The bucket we used was a big one, and rather a weight when ’twas full,
Though Alister wound it up easy, for he had the strength of a bull.
He hinted at heart-disease often, but, setting his fancy apart,
I always believed there was nothing the matter with Cameron’s heart.
One day I was working below—I was filling the bucket with clay,
When Alister cried, ‘Pack it on, mon! we ought to be bottomed to-day.’
He wound, and the bucket rose steady and swift to the surface until
It reached the first log on the top, where it suddenly stopped, and hung still.

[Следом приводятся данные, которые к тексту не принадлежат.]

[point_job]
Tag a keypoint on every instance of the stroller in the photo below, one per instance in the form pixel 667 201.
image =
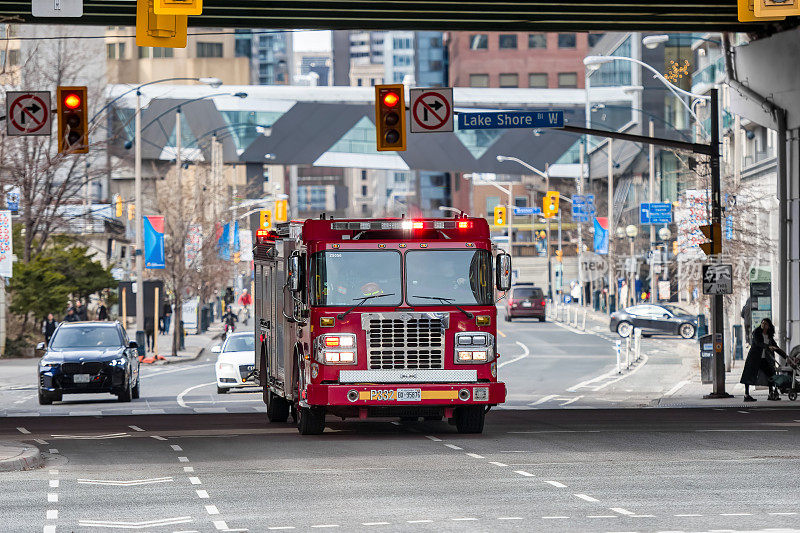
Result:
pixel 785 378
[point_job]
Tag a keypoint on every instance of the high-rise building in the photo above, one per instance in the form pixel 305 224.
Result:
pixel 518 59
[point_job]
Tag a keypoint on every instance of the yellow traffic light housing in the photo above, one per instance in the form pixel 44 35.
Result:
pixel 500 214
pixel 712 232
pixel 390 118
pixel 73 120
pixel 153 29
pixel 550 204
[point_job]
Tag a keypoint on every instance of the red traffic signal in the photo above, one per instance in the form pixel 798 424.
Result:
pixel 73 120
pixel 390 122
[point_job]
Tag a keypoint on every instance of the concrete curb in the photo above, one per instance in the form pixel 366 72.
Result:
pixel 17 456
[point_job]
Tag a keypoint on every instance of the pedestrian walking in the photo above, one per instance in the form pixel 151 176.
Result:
pixel 49 327
pixel 761 359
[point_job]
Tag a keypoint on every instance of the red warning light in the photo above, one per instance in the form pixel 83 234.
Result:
pixel 391 99
pixel 72 101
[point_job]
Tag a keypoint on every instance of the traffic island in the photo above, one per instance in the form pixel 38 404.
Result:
pixel 17 456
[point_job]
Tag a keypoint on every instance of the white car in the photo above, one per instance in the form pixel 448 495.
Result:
pixel 235 363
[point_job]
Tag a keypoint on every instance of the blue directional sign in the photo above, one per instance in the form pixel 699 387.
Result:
pixel 583 209
pixel 510 119
pixel 655 213
pixel 527 210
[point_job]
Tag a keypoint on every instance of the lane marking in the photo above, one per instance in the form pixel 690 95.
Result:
pixel 179 397
pixel 526 353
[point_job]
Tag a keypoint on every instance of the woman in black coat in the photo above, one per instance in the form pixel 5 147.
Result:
pixel 760 357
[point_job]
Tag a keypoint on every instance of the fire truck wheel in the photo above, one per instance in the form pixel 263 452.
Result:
pixel 311 420
pixel 277 408
pixel 469 419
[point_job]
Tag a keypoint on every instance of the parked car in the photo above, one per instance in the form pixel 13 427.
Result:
pixel 525 300
pixel 236 362
pixel 650 319
pixel 88 358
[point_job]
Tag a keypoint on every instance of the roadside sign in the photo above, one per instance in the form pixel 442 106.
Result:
pixel 717 279
pixel 510 119
pixel 57 8
pixel 431 110
pixel 28 113
pixel 655 213
pixel 583 209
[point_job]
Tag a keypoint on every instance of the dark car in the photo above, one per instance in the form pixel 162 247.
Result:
pixel 88 357
pixel 525 300
pixel 650 319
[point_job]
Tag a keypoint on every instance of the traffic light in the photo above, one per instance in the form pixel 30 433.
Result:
pixel 500 216
pixel 280 210
pixel 712 232
pixel 73 120
pixel 550 204
pixel 390 118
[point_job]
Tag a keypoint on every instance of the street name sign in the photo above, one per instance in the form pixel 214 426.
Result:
pixel 28 113
pixel 655 213
pixel 717 279
pixel 489 120
pixel 57 8
pixel 431 110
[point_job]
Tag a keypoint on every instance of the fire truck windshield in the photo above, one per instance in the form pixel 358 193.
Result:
pixel 462 277
pixel 340 277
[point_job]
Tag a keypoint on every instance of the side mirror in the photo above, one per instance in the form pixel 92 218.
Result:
pixel 295 273
pixel 503 272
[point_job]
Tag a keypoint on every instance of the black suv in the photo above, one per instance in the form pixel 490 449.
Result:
pixel 88 357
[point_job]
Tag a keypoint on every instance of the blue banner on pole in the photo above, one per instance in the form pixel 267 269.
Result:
pixel 154 242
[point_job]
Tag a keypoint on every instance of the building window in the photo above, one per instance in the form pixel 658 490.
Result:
pixel 209 49
pixel 567 80
pixel 537 80
pixel 509 80
pixel 478 80
pixel 507 41
pixel 479 41
pixel 566 40
pixel 537 40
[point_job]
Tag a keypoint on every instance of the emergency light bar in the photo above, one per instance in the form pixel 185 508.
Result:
pixel 401 225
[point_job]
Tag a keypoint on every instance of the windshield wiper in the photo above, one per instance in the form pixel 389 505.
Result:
pixel 341 316
pixel 446 300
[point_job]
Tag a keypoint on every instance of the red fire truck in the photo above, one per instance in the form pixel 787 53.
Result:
pixel 378 318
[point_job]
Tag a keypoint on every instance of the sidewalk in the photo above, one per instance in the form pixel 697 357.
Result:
pixel 16 456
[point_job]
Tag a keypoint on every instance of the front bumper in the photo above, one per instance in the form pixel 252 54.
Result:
pixel 440 395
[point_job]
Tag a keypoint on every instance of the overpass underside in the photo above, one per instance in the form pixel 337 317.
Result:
pixel 518 15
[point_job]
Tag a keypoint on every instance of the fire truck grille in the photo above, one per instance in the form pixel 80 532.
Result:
pixel 412 344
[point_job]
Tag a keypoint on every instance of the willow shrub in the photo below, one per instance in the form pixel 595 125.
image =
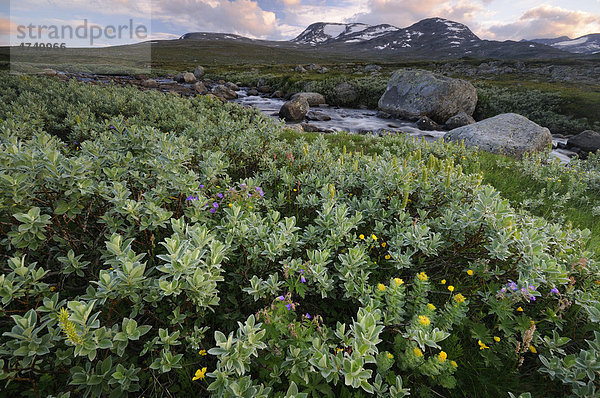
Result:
pixel 154 245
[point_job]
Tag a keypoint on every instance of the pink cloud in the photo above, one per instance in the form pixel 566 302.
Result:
pixel 244 17
pixel 546 22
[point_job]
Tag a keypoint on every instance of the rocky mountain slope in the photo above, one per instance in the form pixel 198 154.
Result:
pixel 432 38
pixel 588 44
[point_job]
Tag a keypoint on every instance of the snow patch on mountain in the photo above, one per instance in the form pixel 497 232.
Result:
pixel 334 31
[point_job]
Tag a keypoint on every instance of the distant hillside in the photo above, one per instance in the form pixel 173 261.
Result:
pixel 588 44
pixel 432 38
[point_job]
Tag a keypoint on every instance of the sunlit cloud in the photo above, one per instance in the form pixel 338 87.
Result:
pixel 546 22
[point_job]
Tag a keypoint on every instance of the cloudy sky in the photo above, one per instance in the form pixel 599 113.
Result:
pixel 284 19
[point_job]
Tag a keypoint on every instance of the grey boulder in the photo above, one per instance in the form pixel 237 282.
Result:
pixel 508 134
pixel 199 72
pixel 294 110
pixel 189 78
pixel 587 141
pixel 313 99
pixel 413 93
pixel 459 120
pixel 222 91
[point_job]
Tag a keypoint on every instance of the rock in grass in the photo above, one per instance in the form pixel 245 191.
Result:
pixel 313 99
pixel 588 141
pixel 459 120
pixel 412 93
pixel 508 134
pixel 199 72
pixel 200 88
pixel 150 83
pixel 189 78
pixel 222 91
pixel 294 110
pixel 343 93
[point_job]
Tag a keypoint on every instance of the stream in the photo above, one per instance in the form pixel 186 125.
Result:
pixel 362 121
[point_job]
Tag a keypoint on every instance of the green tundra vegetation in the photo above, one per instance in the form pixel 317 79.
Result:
pixel 154 245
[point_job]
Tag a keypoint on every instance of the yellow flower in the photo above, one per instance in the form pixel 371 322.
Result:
pixel 200 374
pixel 69 327
pixel 442 356
pixel 459 298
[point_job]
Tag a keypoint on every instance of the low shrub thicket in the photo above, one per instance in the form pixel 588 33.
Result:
pixel 160 246
pixel 544 108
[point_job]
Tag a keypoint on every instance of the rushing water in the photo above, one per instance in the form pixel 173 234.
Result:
pixel 361 121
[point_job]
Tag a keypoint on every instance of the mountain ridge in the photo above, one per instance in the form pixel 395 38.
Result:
pixel 429 38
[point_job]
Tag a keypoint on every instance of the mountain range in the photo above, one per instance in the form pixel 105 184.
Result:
pixel 429 38
pixel 588 44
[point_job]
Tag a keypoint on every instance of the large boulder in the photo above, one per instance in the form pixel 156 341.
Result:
pixel 314 99
pixel 588 141
pixel 426 124
pixel 294 110
pixel 222 91
pixel 508 133
pixel 189 78
pixel 414 93
pixel 150 83
pixel 344 93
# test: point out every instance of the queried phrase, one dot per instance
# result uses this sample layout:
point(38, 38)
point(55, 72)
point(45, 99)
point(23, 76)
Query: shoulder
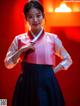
point(51, 35)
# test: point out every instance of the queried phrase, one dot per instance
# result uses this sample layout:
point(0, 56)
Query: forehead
point(34, 11)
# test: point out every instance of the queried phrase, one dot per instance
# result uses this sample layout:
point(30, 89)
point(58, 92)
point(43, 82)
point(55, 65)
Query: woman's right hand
point(27, 47)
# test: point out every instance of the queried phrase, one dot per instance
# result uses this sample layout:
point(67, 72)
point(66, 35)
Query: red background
point(12, 23)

I knew what was up in a moment when Cameron shouted to me:
‘Climb up for your life by the footholes. I’ll stick tae th’ haun’le—or dee!’
And those were the last words he uttered. He groaned, for I heard him quite plain—
There’s nothing so awful as that when it’s wrung from a workman in pain.
The strength of despair was upon me; I started, and scarcely drew breath,
But climbed to the top for my life in the fear of a terrible death.
And there, with his waist on the handle, I saw the dead form of my mate,
And over the shaft hung the bucket, suspended by Cameron’s weight.
I wonder did Alister think of the scenes in the distance so dim,
When Death at the windlass that morning took cruel advantage of him?
He knew if the bucket rushed down it would murder or cripple his mate—
His hand on the iron was closed with a grip that was stronger than Fate;
He thought of my danger, not his, when he felt in his bosom the smart,
And stuck to the handle in spite of the Finger of Death on his heart.